I was jabbering to my co-teachers the other day about the differences between lions and cheetahs. There's apparently some campaigns underway to save some endangered lions (? if they're not indian or marsupial (heh
), then they're not THAT endangered), and I was of the opinion that cheetahs probably needed more help. So, cheetahs.
- Cheetahs are inbred. They're apparently inbred because all the strains of non-current cheetah died off about ten thousand years ago. I don't know what it was that the cheetahs we have now had that they didn't, but whatever it is it's probably not currently relevant. Anyhow, being as inbred as they are, disease can wipe them out with impunity. The inbreeding is only getting worse, too, because of their range requirements (lots) and their hunting/living predilections (mostly solo). If they kept the territory needs but instead lived in prides, more cheetahs could fit into any given area of land. This would presumably give them more opportunity to meet non-family members. A pride kind of setup would also help protect against co-predators and scavengers like leopards and hyenas.

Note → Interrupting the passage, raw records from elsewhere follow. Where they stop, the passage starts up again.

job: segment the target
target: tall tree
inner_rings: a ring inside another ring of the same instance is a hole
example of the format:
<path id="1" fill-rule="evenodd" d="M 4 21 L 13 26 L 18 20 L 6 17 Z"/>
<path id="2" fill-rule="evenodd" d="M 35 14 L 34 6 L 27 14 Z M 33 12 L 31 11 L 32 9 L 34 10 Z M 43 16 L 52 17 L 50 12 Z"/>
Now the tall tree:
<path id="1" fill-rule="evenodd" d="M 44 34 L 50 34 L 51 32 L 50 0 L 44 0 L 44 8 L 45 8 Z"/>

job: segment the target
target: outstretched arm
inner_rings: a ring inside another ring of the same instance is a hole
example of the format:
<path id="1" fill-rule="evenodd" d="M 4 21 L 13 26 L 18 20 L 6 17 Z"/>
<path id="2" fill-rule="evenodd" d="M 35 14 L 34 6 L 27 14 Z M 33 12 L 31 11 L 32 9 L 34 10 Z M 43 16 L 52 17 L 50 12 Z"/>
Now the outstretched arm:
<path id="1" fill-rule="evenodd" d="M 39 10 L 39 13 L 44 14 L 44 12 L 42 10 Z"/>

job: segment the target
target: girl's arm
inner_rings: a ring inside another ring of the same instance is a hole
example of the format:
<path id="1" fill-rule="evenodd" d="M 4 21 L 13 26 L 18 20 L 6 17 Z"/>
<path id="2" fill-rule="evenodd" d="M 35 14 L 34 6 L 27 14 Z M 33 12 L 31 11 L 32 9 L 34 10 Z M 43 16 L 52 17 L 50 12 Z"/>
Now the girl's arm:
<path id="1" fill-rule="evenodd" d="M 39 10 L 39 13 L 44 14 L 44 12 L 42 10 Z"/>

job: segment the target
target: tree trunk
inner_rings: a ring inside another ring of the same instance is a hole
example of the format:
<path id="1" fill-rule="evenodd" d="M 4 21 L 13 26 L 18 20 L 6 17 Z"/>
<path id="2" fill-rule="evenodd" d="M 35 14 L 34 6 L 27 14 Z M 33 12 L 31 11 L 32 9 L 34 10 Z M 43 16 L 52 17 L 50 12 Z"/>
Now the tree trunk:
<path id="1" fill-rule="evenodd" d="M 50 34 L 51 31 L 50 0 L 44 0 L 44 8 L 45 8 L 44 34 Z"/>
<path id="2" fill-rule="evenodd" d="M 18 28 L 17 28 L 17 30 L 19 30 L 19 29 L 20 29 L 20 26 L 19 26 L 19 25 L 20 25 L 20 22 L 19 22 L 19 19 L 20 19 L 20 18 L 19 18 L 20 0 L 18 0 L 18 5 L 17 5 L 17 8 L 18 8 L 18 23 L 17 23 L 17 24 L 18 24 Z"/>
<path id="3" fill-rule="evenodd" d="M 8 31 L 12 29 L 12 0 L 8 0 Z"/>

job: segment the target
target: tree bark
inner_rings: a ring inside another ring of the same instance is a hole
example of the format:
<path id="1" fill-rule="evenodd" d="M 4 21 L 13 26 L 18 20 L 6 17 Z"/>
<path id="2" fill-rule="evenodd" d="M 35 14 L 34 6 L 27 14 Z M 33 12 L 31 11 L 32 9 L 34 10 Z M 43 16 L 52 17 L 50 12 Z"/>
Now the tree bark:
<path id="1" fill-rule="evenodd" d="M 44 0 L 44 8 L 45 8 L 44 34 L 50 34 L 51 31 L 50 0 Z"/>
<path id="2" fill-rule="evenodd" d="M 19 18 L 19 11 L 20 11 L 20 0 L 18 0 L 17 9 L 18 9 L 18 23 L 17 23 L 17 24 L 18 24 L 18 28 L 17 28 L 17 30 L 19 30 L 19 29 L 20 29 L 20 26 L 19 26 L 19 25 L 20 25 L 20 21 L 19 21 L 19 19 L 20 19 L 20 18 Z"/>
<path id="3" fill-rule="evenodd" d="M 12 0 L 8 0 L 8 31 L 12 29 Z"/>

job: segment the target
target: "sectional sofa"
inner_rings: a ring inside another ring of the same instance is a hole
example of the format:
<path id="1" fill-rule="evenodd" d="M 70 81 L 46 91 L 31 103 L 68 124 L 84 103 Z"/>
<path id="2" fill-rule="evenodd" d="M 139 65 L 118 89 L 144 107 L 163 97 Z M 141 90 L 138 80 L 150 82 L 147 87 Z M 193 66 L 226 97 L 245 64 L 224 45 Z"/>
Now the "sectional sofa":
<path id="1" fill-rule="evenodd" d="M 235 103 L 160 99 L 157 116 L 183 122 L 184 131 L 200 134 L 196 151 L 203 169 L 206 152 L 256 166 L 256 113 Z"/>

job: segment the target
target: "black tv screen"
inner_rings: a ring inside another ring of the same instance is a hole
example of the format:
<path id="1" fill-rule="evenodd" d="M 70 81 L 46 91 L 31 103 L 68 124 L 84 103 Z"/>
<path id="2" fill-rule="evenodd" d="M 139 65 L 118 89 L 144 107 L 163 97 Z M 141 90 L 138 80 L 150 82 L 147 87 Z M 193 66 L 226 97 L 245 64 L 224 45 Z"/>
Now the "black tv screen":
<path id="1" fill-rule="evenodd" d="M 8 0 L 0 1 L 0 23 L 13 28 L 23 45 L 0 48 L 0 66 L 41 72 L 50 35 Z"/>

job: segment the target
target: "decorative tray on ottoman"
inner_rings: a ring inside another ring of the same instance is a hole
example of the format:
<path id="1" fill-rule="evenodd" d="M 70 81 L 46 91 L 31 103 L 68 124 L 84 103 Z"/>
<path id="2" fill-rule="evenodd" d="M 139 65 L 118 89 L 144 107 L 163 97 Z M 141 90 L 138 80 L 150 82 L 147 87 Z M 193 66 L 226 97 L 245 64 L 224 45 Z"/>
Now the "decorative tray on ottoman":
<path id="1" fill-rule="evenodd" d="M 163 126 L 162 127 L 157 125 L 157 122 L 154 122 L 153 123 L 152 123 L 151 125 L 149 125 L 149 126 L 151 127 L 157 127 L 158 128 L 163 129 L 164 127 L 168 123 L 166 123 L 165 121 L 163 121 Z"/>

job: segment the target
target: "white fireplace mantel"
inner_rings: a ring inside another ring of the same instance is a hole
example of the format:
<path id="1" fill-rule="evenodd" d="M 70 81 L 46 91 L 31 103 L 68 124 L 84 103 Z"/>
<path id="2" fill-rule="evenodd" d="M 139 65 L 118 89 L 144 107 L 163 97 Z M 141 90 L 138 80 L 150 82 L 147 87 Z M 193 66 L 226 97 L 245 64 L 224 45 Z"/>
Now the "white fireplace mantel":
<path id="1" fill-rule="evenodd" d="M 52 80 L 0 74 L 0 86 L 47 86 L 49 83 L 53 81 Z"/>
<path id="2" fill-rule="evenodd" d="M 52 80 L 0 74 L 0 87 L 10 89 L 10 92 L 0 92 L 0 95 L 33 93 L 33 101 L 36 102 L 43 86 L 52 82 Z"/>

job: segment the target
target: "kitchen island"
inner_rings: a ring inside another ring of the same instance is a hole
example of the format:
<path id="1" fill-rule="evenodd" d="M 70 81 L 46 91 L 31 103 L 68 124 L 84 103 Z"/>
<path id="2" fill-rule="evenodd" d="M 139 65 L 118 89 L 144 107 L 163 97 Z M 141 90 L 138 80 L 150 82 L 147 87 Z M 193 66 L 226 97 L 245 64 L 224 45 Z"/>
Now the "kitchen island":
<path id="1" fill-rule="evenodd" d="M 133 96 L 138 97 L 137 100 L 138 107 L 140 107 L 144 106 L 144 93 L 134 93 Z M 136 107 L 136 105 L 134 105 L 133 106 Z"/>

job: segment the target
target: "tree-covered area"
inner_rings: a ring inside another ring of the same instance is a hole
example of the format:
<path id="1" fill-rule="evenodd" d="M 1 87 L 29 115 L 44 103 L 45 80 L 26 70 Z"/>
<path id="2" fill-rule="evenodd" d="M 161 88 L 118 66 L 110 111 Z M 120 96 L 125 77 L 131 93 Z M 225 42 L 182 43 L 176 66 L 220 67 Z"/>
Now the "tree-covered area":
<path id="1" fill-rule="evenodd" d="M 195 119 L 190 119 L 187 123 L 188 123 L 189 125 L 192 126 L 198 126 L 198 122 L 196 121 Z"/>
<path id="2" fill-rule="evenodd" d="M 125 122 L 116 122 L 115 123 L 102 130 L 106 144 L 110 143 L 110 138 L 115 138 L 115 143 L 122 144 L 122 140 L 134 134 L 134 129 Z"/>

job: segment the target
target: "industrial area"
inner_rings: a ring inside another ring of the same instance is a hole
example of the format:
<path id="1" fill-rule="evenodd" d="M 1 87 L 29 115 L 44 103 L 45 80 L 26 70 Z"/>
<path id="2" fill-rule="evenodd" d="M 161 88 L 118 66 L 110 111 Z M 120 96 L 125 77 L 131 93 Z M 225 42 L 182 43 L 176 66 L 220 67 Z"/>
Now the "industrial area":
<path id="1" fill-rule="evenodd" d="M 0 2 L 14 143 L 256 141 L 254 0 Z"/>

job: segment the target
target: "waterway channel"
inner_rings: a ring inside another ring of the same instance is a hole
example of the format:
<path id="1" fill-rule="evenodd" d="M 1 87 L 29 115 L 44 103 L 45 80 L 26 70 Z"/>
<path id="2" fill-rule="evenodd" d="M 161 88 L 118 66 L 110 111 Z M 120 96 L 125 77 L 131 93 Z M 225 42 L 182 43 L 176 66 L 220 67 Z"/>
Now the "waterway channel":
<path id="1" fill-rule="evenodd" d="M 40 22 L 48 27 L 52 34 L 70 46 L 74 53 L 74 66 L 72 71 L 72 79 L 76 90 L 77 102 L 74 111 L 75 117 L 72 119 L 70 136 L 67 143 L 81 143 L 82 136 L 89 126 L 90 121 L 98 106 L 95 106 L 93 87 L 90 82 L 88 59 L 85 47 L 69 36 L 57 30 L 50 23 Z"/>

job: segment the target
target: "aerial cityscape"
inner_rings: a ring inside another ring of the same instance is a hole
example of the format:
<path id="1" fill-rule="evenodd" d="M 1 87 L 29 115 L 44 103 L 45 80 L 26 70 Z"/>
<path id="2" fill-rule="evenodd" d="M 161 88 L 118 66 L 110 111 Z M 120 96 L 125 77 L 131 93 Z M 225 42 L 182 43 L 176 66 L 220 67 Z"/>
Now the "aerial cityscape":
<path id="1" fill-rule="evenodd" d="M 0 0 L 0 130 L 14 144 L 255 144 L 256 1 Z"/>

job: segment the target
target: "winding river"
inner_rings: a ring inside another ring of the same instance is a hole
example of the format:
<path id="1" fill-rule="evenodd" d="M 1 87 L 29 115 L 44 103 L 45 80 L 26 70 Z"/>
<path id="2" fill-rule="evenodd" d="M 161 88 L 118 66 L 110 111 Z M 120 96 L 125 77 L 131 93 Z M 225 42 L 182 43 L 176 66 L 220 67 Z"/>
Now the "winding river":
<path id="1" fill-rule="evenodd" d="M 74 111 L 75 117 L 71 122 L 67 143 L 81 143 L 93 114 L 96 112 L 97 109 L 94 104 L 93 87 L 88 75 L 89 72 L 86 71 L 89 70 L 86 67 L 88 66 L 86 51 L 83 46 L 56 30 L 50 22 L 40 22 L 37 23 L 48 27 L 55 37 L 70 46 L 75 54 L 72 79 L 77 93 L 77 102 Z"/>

- Cheetahs have an uninterruptible hunting motor pattern sequence. This is super bad. Their motor pattern chain goes like this, roughly: chase, trip, bite, dissect, eat. If this chain is disrupted, say by a hyena trying to steal the cheetah's newly killed prey, or by a human driving by in a jeep, the cheetah will leave. He can't come back and get the food later, even if everything else who might want to eat that kill isn't in the way, because to that cheetah, that dead lump of meat isn't really food. It's just lying there. If he hasn't just gotten finished chasing it, it's not edible (except, sometimes, under threat of complete starvation). This obviously is not great for the cheetah, who's not exactly a powerhouse against lions or hyenas or even vultures.
I can only assume that cheetahs are able to eat inanimate meat while they're cubs, or else they'd be already extinct. They must lose that ability at some point.
Leopards can cache food in trees (and they eat in trees, keeping their food away from other creatures). Lions eat whatever, and hunt in groups. Hyenas especially eat whatever, including cubs of predators and whatever the hell they find lying around. Everyone's so much better off than cheetahs that I wonder that we still have any of them.
- Oh, also: people hunt cheetahs. They hunt other animals too, but they probably hunt cheetahs specifically because they'll go after livestock fairly readily (since they likely end up desperate more often than other predators). They also have such range that they get near livestock more often, as well. (There's a guard dog project
involved!) in place, so that, since a cheetah will never voluntarily go near a large dog, the cheetahs don't have to be shot by jittery ranchers. At least someone's trying.)